Today’s guest post comes from F. Randy Vogenberg, PhD, Chief Transformation Officer at EPIC (the Employer-Provider Interface Council).
It probably will vary depending on a) URBAN, SUBURBAN, RURAL geographic location, and b) scope of practice situation.
Think about veterinary pharmacy, specialty and compounding pharmacy versus traditional “retail” pharmacy. It’s going to be less about dispensing physical products except when regulated by law (narcotics) for sure. We’ve also seen long term care pharmacy practices consolidate within 30 years to just two major players, and PBMs to just 3-4 major players (90+% of market business).
The model of wholesale supported retailers likely to remain for years but may also be susceptible to fewer numbers (AmerisourceBergen, McKesson). In rural areas like Maine and South Carolina they are strong but not in big city areas where they are much weaker.
Hospitals are another factor in the availability of medicines and likely to play a greater role with biologics along with direct to consumer methods of shipping that were pioneered during the Covid pandemic. It is still early in the evolution of health care systems, and the Covid pandemic created many distracting short-term trends or financial limitations not previously anticipated.

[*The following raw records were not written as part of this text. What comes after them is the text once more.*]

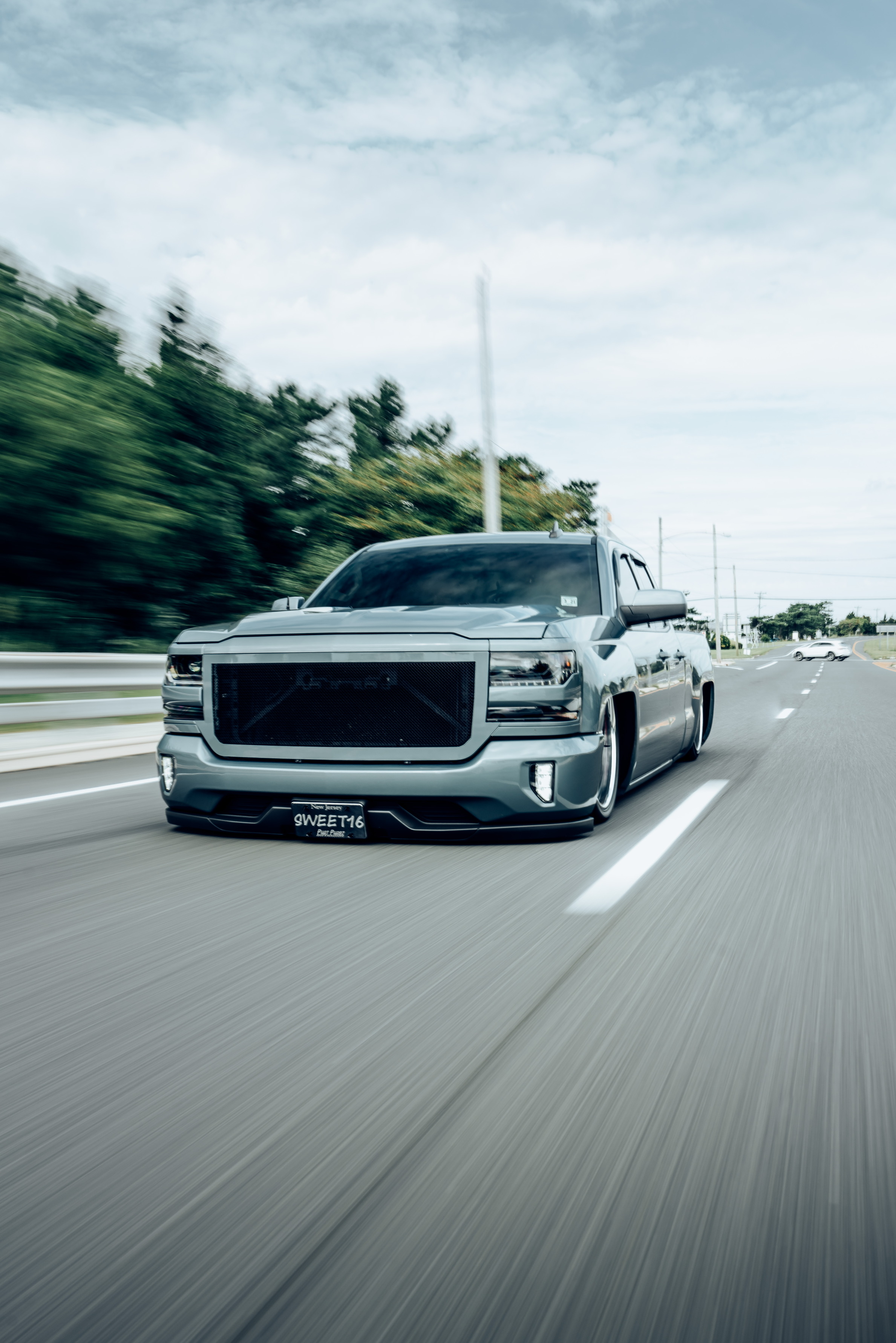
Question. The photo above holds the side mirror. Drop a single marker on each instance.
(655, 605)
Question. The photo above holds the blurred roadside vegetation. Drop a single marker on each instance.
(138, 500)
(882, 648)
(809, 620)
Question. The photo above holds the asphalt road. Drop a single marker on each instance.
(254, 1090)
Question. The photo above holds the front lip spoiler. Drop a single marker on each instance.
(391, 822)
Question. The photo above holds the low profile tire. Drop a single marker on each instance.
(609, 767)
(694, 751)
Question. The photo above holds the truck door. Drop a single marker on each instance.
(677, 665)
(662, 675)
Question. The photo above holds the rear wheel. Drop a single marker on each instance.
(698, 737)
(609, 766)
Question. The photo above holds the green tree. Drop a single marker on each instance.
(83, 518)
(853, 625)
(804, 617)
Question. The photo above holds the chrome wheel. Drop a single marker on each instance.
(609, 779)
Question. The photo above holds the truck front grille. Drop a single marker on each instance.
(343, 704)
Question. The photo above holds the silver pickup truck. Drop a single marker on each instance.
(448, 687)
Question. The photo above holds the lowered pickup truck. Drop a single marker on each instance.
(502, 685)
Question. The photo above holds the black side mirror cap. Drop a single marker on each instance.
(655, 605)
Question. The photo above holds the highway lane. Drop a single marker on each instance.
(257, 1090)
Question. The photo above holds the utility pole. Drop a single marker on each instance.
(715, 589)
(491, 480)
(734, 574)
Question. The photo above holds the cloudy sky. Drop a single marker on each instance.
(687, 209)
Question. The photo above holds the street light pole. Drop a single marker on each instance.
(734, 574)
(715, 589)
(491, 480)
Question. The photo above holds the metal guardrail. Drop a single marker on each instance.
(34, 673)
(57, 711)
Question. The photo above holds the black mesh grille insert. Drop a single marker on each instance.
(345, 704)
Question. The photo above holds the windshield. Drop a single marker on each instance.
(562, 575)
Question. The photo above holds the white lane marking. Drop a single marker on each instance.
(614, 884)
(78, 793)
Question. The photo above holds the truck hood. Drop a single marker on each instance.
(475, 622)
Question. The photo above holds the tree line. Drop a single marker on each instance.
(810, 618)
(139, 499)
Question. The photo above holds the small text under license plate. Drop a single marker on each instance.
(331, 820)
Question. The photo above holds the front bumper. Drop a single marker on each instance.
(488, 796)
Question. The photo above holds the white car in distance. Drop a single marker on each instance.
(831, 649)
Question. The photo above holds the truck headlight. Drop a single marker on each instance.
(185, 669)
(542, 781)
(531, 669)
(536, 687)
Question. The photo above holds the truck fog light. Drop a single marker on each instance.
(542, 781)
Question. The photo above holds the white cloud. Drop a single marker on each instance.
(692, 286)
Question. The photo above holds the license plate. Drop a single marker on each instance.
(339, 821)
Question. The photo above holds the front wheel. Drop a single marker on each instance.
(609, 778)
(698, 737)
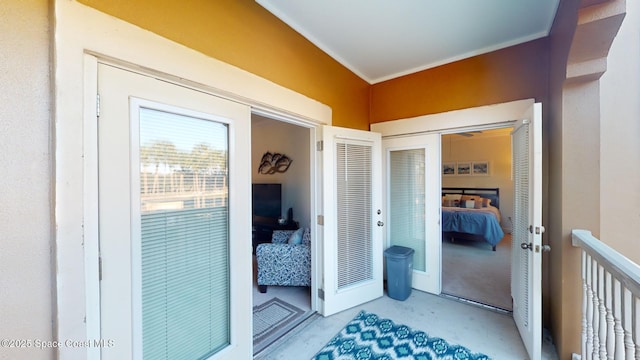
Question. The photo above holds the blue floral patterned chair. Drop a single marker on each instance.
(286, 261)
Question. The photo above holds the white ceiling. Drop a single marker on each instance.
(383, 39)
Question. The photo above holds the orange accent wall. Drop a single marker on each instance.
(515, 73)
(244, 34)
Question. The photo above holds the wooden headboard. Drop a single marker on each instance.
(489, 193)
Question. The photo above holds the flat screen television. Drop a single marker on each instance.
(267, 200)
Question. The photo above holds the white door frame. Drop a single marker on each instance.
(75, 77)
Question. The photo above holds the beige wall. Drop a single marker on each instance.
(620, 139)
(244, 34)
(293, 141)
(25, 187)
(492, 147)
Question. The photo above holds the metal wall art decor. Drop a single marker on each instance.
(272, 163)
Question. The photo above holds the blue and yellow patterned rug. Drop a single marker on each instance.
(368, 336)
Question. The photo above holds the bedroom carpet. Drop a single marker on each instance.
(470, 270)
(369, 336)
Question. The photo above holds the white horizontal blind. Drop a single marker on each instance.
(407, 202)
(353, 185)
(521, 176)
(185, 236)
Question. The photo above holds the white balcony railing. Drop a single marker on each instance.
(610, 301)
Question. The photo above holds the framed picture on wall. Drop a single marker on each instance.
(448, 168)
(463, 168)
(480, 168)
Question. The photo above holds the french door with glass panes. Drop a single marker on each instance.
(412, 183)
(173, 182)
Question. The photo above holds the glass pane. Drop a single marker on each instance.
(407, 202)
(185, 236)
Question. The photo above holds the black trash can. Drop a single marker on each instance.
(399, 261)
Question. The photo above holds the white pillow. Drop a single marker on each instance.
(296, 237)
(453, 197)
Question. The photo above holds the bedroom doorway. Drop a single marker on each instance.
(477, 268)
(282, 190)
(526, 260)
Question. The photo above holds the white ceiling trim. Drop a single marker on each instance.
(476, 52)
(379, 41)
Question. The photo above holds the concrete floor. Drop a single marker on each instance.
(479, 329)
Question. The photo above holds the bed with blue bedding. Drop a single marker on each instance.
(472, 214)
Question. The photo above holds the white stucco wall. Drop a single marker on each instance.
(620, 138)
(25, 186)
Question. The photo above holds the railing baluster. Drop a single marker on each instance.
(602, 312)
(596, 309)
(636, 324)
(608, 298)
(617, 316)
(611, 301)
(589, 314)
(629, 346)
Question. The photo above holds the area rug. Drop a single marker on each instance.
(273, 319)
(368, 336)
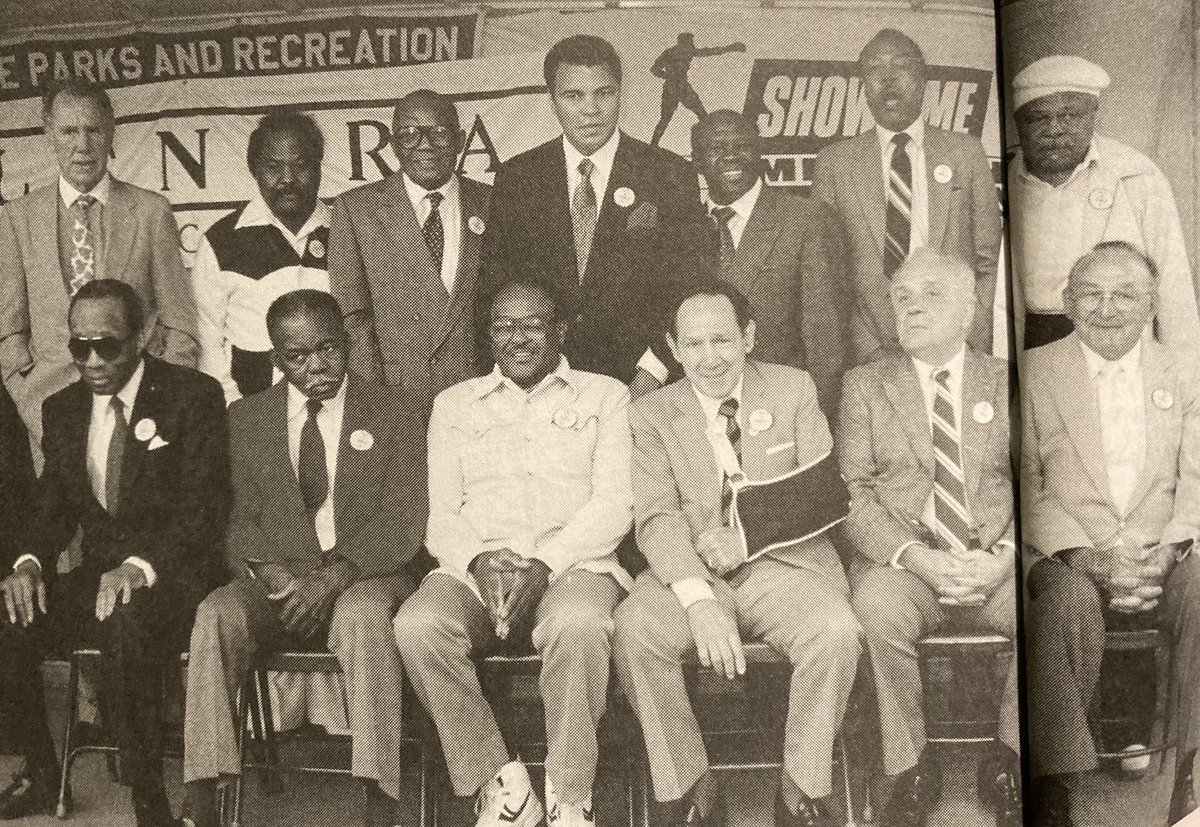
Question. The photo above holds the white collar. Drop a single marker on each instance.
(603, 157)
(916, 132)
(101, 192)
(744, 203)
(258, 214)
(1096, 363)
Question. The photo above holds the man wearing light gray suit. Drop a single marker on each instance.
(403, 258)
(729, 415)
(906, 185)
(85, 226)
(923, 442)
(1110, 503)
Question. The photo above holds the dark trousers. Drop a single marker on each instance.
(138, 642)
(1065, 630)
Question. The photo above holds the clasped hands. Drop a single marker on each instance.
(510, 586)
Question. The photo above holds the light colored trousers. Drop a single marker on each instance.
(801, 615)
(897, 609)
(444, 625)
(237, 622)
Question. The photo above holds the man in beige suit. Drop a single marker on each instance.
(729, 415)
(1110, 503)
(923, 444)
(403, 258)
(85, 226)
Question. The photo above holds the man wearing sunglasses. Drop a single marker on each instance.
(403, 257)
(137, 460)
(529, 495)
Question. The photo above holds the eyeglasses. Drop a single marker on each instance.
(504, 329)
(409, 137)
(298, 357)
(106, 347)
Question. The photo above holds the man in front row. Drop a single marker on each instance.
(136, 457)
(729, 415)
(328, 511)
(923, 444)
(1110, 489)
(528, 499)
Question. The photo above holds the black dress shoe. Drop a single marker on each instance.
(31, 792)
(808, 814)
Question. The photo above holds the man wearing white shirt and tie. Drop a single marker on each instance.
(1110, 490)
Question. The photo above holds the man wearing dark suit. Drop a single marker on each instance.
(328, 509)
(781, 251)
(1110, 490)
(85, 226)
(923, 442)
(136, 457)
(730, 417)
(611, 222)
(906, 185)
(403, 258)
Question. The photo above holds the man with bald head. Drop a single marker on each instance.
(1071, 189)
(1110, 505)
(923, 444)
(403, 257)
(780, 249)
(906, 185)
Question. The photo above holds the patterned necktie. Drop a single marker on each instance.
(83, 258)
(583, 215)
(312, 472)
(899, 226)
(723, 215)
(435, 233)
(951, 514)
(730, 411)
(115, 454)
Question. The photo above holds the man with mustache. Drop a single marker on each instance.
(1071, 189)
(273, 245)
(528, 498)
(906, 185)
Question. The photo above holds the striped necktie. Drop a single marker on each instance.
(951, 515)
(899, 222)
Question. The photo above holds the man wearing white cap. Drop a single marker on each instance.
(1071, 190)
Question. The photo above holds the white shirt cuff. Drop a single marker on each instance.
(27, 557)
(147, 569)
(691, 589)
(654, 366)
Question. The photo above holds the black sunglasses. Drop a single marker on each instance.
(106, 347)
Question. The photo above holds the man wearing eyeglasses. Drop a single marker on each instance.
(328, 510)
(1071, 189)
(529, 495)
(403, 257)
(137, 461)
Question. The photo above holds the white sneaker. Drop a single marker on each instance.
(568, 815)
(509, 799)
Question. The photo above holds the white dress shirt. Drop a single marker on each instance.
(1120, 396)
(690, 589)
(100, 433)
(916, 150)
(450, 209)
(329, 423)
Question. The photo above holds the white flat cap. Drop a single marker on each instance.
(1057, 73)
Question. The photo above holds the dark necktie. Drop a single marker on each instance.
(435, 233)
(313, 474)
(723, 215)
(583, 215)
(899, 227)
(115, 454)
(730, 411)
(953, 521)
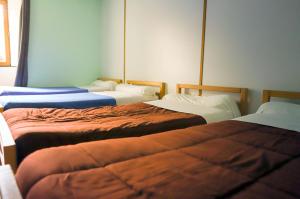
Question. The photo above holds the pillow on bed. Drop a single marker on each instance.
(180, 98)
(224, 102)
(100, 85)
(139, 90)
(282, 108)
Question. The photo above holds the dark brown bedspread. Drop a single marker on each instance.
(229, 159)
(35, 129)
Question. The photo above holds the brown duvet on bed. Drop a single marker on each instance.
(35, 129)
(229, 159)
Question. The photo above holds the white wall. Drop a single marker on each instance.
(163, 42)
(112, 38)
(254, 44)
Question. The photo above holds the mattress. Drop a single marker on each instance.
(123, 98)
(72, 100)
(8, 90)
(229, 159)
(34, 129)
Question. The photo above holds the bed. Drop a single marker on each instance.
(128, 93)
(230, 159)
(101, 84)
(24, 131)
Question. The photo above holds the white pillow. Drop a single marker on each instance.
(282, 108)
(139, 90)
(100, 85)
(180, 98)
(224, 102)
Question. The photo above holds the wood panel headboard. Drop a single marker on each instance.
(160, 85)
(243, 92)
(118, 81)
(267, 94)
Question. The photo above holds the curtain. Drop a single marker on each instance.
(22, 70)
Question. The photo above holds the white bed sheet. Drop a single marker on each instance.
(126, 97)
(210, 114)
(284, 121)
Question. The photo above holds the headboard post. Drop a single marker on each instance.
(266, 97)
(243, 92)
(244, 101)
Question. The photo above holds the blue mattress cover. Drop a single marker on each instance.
(74, 100)
(9, 90)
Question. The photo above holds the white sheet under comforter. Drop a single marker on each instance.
(210, 114)
(126, 97)
(284, 121)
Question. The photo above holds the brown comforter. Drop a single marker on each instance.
(229, 159)
(35, 129)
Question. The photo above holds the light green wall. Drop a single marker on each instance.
(64, 47)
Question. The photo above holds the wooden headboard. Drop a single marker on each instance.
(160, 85)
(243, 92)
(118, 81)
(267, 94)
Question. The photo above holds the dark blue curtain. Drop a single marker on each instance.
(22, 71)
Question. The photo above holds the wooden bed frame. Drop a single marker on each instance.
(267, 94)
(8, 185)
(243, 92)
(8, 150)
(118, 81)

Overall, short-term (3-5 years) availability of community / retail pharmacies and independent pharmacy practices will remain a factor nationally. Many micro-shifts occurred during the pandemic that may not survive post-pandemic beyond a few years. This includes the role of hospitals pre versus post-pandemic, reinforced by the burgeoning emergence of new technologies (medicines and medical tech) that are now beginning to flood the U.S. market.